The glass transition temperature, crystallization temperature, and melting points obtained from the corresponding DSC_N(T) are \(T_{\text{g}}^{0}\) = 10.45 ± 0.02 °C, \(T_{\text{c}}^{0}\) = 68.01 ± 0.01 °C, and \(T_{\text{m,1}}^{0}\) = 138.88 ± 0.03 °C and T_m,2⁰ = 152.72 ± 0.01 °C [30, 31]. For the glass transition and melting transitions, the baselines step up from the pre-transition tail to the post-transition state, ΔC_p,g = 1.82 ± 0.03 W g⁻¹ K⁻¹ and ΔC_p,c = 2.46 ± 0.04 W g⁻¹ K⁻¹. For the overlapping melting peaks, ΔC_p,m does not converge (NA) due to purely mathematical artifact. However, if the peaks are sufficiently apart with sufficient baseline tail on each side, the cumulative ΔC_p,m can be reliably determined via the function (Table 9).

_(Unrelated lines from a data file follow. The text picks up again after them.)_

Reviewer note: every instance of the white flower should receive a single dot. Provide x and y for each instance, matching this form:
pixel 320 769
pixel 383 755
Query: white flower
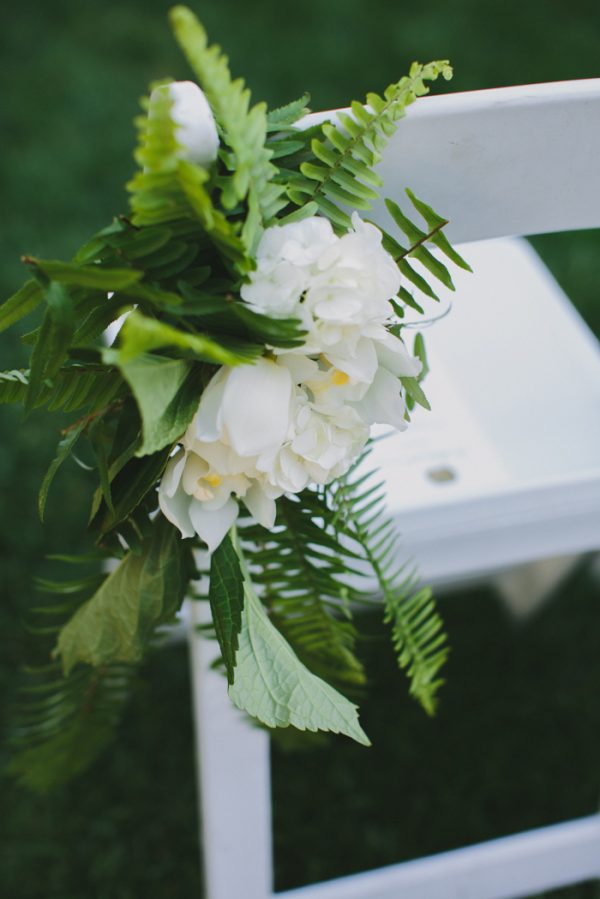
pixel 339 287
pixel 326 439
pixel 285 260
pixel 198 499
pixel 247 408
pixel 197 131
pixel 279 424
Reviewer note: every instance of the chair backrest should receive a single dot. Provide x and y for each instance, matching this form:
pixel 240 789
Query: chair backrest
pixel 510 161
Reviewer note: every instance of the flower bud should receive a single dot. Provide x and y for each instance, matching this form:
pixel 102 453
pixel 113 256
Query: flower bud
pixel 196 127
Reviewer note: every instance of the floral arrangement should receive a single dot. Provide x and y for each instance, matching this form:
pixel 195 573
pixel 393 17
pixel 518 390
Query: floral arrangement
pixel 226 347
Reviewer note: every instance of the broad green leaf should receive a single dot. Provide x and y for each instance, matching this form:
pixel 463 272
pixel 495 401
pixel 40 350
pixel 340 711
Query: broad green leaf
pixel 72 387
pixel 133 482
pixel 24 301
pixel 141 334
pixel 64 450
pixel 272 684
pixel 167 392
pixel 226 595
pixel 142 592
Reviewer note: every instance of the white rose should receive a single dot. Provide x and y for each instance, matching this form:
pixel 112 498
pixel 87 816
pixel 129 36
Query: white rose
pixel 196 127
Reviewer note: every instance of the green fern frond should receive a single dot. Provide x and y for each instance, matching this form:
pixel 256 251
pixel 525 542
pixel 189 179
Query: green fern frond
pixel 243 128
pixel 59 725
pixel 300 571
pixel 285 117
pixel 73 387
pixel 347 151
pixel 168 189
pixel 417 628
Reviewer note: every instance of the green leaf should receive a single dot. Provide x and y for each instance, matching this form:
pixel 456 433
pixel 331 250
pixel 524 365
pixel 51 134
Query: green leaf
pixel 53 340
pixel 284 116
pixel 143 591
pixel 64 451
pixel 24 301
pixel 135 479
pixel 439 239
pixel 226 595
pixel 92 276
pixel 272 684
pixel 167 392
pixel 141 334
pixel 71 388
pixel 224 234
pixel 417 628
pixel 244 128
pixel 60 725
pixel 353 145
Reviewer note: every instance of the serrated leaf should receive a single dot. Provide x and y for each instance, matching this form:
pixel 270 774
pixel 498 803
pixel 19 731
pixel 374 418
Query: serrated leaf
pixel 53 340
pixel 63 452
pixel 143 591
pixel 141 334
pixel 167 392
pixel 226 595
pixel 272 684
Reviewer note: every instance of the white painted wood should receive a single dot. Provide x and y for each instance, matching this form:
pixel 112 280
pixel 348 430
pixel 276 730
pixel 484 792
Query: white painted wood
pixel 234 781
pixel 514 160
pixel 514 866
pixel 515 393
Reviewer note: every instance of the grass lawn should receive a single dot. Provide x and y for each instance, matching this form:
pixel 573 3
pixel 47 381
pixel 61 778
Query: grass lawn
pixel 515 742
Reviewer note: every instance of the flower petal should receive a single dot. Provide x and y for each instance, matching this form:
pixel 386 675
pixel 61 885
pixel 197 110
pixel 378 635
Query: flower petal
pixel 260 506
pixel 176 509
pixel 383 402
pixel 211 526
pixel 256 407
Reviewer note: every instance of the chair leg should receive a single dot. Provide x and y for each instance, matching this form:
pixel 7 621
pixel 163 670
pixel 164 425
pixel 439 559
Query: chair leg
pixel 234 781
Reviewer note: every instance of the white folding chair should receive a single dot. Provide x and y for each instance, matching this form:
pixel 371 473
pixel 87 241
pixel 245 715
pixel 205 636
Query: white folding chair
pixel 504 470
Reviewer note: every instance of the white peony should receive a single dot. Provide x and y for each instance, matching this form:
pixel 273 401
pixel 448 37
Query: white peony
pixel 303 416
pixel 243 412
pixel 196 127
pixel 339 287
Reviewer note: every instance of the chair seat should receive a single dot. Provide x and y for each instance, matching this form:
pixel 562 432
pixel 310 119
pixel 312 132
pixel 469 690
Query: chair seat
pixel 506 468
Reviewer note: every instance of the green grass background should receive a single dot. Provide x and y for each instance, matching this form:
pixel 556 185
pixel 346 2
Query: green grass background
pixel 515 744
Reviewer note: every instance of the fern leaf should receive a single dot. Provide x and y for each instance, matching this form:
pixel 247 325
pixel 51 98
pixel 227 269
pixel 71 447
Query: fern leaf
pixel 348 151
pixel 300 571
pixel 73 387
pixel 417 629
pixel 244 128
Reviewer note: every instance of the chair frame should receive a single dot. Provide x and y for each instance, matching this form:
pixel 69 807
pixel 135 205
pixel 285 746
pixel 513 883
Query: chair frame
pixel 498 163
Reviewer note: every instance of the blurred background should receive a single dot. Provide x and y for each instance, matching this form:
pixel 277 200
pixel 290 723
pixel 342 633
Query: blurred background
pixel 515 742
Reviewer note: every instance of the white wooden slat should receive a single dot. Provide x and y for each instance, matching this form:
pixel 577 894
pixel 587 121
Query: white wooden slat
pixel 515 160
pixel 508 868
pixel 515 393
pixel 234 775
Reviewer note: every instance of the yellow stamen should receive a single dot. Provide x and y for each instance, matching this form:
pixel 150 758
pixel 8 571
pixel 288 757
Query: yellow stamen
pixel 339 378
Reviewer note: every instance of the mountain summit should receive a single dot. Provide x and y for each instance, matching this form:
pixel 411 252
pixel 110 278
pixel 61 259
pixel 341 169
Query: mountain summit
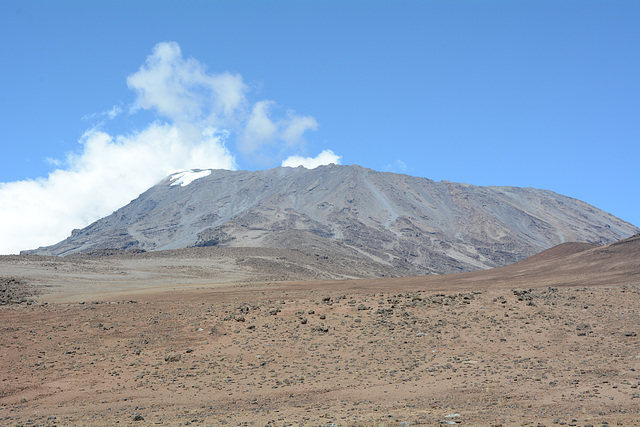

Table 9 Fit parameters of the DSC_N(T) for experimental curves of 6 mg of PHBVH after calibration at the onset for the given sample mass and rate (the error margins are from the nonlinear fitting), *nonlinear least squares error out of the bounds due to indeterminate high α value

Conclusions

The analytical function DSC_N(T) was developed to be fitted to the DSC experimental traces. It contains the equilibrium melting point (\(T_{\text{m}}^{0}\)), a parameter for the Arrhenius activation energy (α = E_a/(T ⁰_m )²), and a parameter for the Gaussian broadening (β). It is based on the assumption that the sample crystalline structure develops via a rate-limited growth governed by a simple Arrhenius activated process. The function also includes the Gaussian broadening to account for instrumental accuracy, non-isothermal conditions as governed by the rate of heating, sample mass, thermal conductivity, and may additionally reflect the possible presence and inhomogeneous incorporation of impurities. It was found that the function is remarkably versatile in providing an excellent fit to the DSC experimental data. It enables a very accurate analysis of the DSC data yielding reliable transition temperatures such as melting, crystallization, and liquid crystal transitions. A distinct advantage of DSC_N(T) to the conventional analysis methods is that it allows the analysis of mixtures showing multiple overlapping peaks which can differentiate the phases more accurately. In addition, changes in enthalpy are obtained which are in excellent agreement with the reference standards in the literature. Using the same function, the glass transition can also be analyzed. Here, we used the same procedure as for the melting point where the primary feature is the step function and associated stepwise change of heat capacity (∆C_p,t). The value of ∆C_p,m, although not very accurate, is a novel feature in DSC_N(T) analytical model which is not usually available in the standard analysis methods relying on the linear baseline selected by a data analyst.